The Survival function S(t) = Pr(T>t) = exp(-H(t)) where H(t) =
cumulative hazard = integral of the hazard rate h(t.). If we can get
h(t), then we can get H(t), and then we can generate n pseudo-random
numbers by inverting S(runif(n)). Since S(t) = exp(-H(t)), we get H(t)
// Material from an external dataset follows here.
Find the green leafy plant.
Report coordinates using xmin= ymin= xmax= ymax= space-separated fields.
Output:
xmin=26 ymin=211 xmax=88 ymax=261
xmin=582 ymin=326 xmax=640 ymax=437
= (-log(runif(n)). Now all we need is H(t) and its inverse function.
To find H(t), we work from the facts you gave: Namely that h(50) =
0.01, and h(t+8) = 2*h(t). Thus, for t = 50+8*k, we get h(50+8*k) =
0.01*2^k. Substituting now k = (t-50)/8, we get therefore
h(t) = 0.01*exp(log(2)*(t-50)/8) = h0*exp(a*t)
where a = log(2)/8 and h0 = 0.01*exp(-50*a).
From this, we get H(t) by integrating, namely H(t) = H0 +
(h0/a)*exp(a*t), where H0 = (-h0/a)*exp(a*t0), t0 = the youngest age you
want in your pseudo-random numbers. This choice of H0 makes H(t) = 0 at
t0, which makes S(t0) = 1. If you won't accept anyone younger than 50
in your study, then t0=50.
Now, to get the pseudo-random numbers you want, we further apply the
inverse of H(t) to (-log(runif(n)). I wrapped this all into functions
for this distribution following the standard convention with initial
letters = dpqr = density, probability, quantile, and random numbers plus
h for hazard; see below. I wrote the whole suite, because doing so
helps me think through this kind of thing. I didn't debug them all, but
the radult.human seemed to produce numbers that looked plausible.
hope this helps. spencer graves
# Human hazard = 0.01 at age 50,
# and doubles every 8 years
hadult.human <-
function(x, t0=0, cumulative=TRUE, log.=FALSE){
# (cumulative) hazard function
# for the "adult human" distribution,
# which is 0.01 at age 50
# and doubles every 8 years thereafter
a <- log(2)/8
h0 <- 0.01*exp(-50*a)
hazard <- h0*exp(a*x)
if(cumulative)
hazard <- ((hazard - h0*exp(a*t0))/a)
if(log.) log(hazard) else hazard
}
padult.hazard <-
function(q, t0=0, lower.tail=TRUE){
# probability function (cum dist'n f'n)
# for the "adult human" distribution,
# which is 0.01 at age 50
# and doubles every 8 years thereafter
S.t <- exp(-hadult.human(q, t0=t0))
if(lower.tail) (1-S.t)
else S.t
}
qadult.hazard <-
function(p, t0=0){
# quantile function = inverse cum dist'n f'n
# for the "adult human" distribution,
# which is 0.01 at age 50
# and doubles every 8 years thereafter
Haz <- (-log(1-p))
a <- log(2)/8
h0 <- 0.01*exp(-50*a)
# Cum hazard = (h0/a)*(exp(a*t)-exp(a*t0))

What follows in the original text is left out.